Onde mora o coração, histórias e paisagens
Coluna de Ana Sevinate2 MIN DE LEITURA | Revista 36
o dente-de-leão
“A flor está poisada no lugar de florir
(…)
A semente está poisada no lugar de padecer.”
Daniel Faria
É tão curiosa a palavra humanizar. Este verbo tão urgente. Ao mesmo tempo, com tanto e com tão pouco sentido. Diz-nos que nos tornámos desumanos. Diz-nos que deixámos de ser quem éramos no início. E se no início era o verbo, regressemos então ao início. E no início era também a semente. E a semente é assim.
Pequenas hélices percorrem os céus num rodopio suave, despretensioso e firme. E sempre em torno do seu próprio eixo. A direção e o ponto de aterragem é tão somente aquela que o vento e a semente combinaram entre si. Incómodas para uns, admiráveis para outros. São ambas as coisas, uma e outra. Voam e sobrevoam para além da opinião alheia. A verdade é a sua, alinhada com a do vento. A semente etérea e fofa já transporta o rugido do leão, aquando do regresso do sol na sua viagem ao sul. Esvoaçando como um tule casto e transparente, ilude-nos e não pede permissão. Não se alimenta nem de agrados nem tão pouco de salamaleques sofisticados. O direito à existência é um porta-estandarte e a pertença é irrefutável evidência.
Diz-nos então o dente-de-leão que humanizar, devolver a humanidade à nossa existência, é reconhecer o direito à vida e à singularidade livre, biográfica e inteira.
A flor amarela cobre-se de raios e de espírito, é juba e é coroa. Na sombra da sua semente traz a memória da nossa. Celebra-se inteira e abraça o seu lugar, empurrando, abrindo espaço. Não pede desculpa. O seu nariz empinado não é arrogante nem é presunçoso. É gentil. Sem se esconder, a cor solar faz questão de anunciar a sua chegada com um sorriso. Não teme pela sua presença, assume-a e glorifica-a. Podemos irritarmo-nos com ela quando se atreve a despentear-nos o jardim aprumado, mas no final das contas vem tão somente relembrar-nos do próprio lugar da zanga. Aquela faísca que percorre o corpo de cada vez que alguém põe em causa aquilo em que o nosso coração, de leão, acredita.
Diz-nos então o dente-de-leão que humanizar, devolver a humanidade à nossa existência, é reclamar a centelha que nos anima e que recupera o sentido.
A folha tem dentes de leão, na coragem generosa de quem se oferece ao mundo. O dente-de-leão é doçura e amargo de boca. Com pés de lã e tom garrido, veste-se inteiro. O pompom veste manto de rei. O caule é cetro nobre na sua generosidade. A soberania que não é nem domínio nem violência. Não pede licença nem destrói. Sem culpa nem vergonha é daninho e é espontâneo. Os espaços vazios são o seu trono. E melhor do que ninguém sabe como cair por terra e jogar-se no ar. Como ninguém, sabe tão bem morrer como sabe viver.
Diz-nos então o dente-de-leão que humanizar, devolver a humanidade à nossa existência, é lembrar a ordem e o ciclo natural de todas as coisas.
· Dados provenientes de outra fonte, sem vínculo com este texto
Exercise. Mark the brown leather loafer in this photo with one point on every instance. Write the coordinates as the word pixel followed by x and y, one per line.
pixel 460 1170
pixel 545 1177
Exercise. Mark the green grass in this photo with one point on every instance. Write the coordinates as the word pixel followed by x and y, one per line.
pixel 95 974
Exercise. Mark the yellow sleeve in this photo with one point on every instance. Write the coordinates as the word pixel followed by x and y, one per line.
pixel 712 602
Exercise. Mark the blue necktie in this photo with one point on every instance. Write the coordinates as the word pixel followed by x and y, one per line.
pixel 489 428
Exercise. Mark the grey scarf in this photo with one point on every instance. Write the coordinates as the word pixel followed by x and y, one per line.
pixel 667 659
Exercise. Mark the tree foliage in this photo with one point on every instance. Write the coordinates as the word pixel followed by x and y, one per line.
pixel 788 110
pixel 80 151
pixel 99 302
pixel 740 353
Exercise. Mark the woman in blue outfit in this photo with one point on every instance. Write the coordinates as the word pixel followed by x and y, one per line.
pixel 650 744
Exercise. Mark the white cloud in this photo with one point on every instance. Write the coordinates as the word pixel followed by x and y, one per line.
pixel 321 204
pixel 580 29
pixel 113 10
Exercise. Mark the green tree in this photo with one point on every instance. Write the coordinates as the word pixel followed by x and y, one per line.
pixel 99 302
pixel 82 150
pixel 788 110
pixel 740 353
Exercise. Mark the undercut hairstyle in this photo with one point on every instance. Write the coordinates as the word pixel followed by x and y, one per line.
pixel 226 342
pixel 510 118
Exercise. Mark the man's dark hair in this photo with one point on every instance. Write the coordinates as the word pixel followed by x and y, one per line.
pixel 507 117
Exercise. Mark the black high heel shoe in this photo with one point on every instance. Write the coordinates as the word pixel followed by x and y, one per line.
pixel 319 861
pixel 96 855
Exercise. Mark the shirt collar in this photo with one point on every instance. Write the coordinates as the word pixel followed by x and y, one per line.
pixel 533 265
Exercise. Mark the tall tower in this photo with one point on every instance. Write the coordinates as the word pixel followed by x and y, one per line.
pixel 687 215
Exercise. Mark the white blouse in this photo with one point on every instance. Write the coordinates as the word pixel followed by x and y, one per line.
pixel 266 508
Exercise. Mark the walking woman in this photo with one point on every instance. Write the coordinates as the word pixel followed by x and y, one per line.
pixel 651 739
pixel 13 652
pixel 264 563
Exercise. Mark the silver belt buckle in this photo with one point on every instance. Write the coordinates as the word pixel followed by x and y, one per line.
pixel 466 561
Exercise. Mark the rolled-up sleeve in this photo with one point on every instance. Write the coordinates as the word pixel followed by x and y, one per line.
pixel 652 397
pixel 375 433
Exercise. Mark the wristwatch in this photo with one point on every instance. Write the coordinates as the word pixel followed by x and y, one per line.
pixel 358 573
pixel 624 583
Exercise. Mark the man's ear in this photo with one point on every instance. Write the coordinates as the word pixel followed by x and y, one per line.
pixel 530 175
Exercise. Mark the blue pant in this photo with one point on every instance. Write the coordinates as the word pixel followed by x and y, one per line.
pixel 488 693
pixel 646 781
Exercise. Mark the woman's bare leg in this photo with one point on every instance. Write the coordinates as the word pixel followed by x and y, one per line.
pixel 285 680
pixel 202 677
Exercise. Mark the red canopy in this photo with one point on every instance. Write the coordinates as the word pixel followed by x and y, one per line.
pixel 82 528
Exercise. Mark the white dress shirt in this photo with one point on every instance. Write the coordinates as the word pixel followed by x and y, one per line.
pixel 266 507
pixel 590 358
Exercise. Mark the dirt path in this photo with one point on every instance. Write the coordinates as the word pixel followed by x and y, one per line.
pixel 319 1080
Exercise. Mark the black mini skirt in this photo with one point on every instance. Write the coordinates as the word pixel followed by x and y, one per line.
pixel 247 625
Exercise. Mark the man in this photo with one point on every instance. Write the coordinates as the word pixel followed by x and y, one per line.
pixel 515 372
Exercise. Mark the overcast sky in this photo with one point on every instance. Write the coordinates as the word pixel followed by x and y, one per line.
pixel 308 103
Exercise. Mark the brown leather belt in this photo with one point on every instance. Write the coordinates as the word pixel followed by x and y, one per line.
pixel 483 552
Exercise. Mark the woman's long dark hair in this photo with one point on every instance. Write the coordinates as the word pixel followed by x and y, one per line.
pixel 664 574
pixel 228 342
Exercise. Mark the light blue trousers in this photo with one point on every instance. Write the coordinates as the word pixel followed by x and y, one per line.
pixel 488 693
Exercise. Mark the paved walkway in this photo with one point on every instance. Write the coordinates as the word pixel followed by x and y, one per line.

Humanizar, diz-nos o dente-de-leão, na sua leveza imprudente e em forma de estrela, é tornar natural. Humanizar, diz-nos o dente-de-leão, na sua teimosia irreverente e brava, é ser íntegro.
Humanizar, diz-nos o dente-de-leão, na sua fogosidade irresistível, é ser digno e digno de se ser.
É tão curiosa a palavra humanizar. Ao mesmo tempo, com tanto e com tão pouco sentido. Poderíamos dizer antes “animar”. Devolver a alma e tornar sagrado o gesto e o olhar. Poderíamos dizer antes “naturalizar”. Devolver a paisagem desalinhada e amorosa ao coração humano.
E num sopro, as sementes floreiam caminhos possíveis no ar. E quando uma semente, em forma de hélice, me poisa no cabelo, sinto-me mais pessoa. E quando uma semente aterra num raminho de árvore, percebo que sou parte do bosque. E, por isso, ainda mais pessoa. E quando outra semente beija a asa de um pássaro, entendo que ser pessoa é proteger o lugar de todas as existências.
Como ninguém, sabe tão bem morrer como sabe viver.
Ana Sevinate
Psicóloga clínica e psicoterapeuta
Pós-graduada em psicossíntese e em cuidados paliativos. Membro do grupo de trabalho Ecopsicologia Portugal e co-fundadora do projeto Histórias de Raiz. Formadora no curso de doulas de fim da vida.
Autora do livro Ser Terra: o abraço da Psicologia à natureza, publicado pela Chiado. Tecida por histórias, danças nas pontas dos pés, cores, papoilas aos molhos e folhas de tília.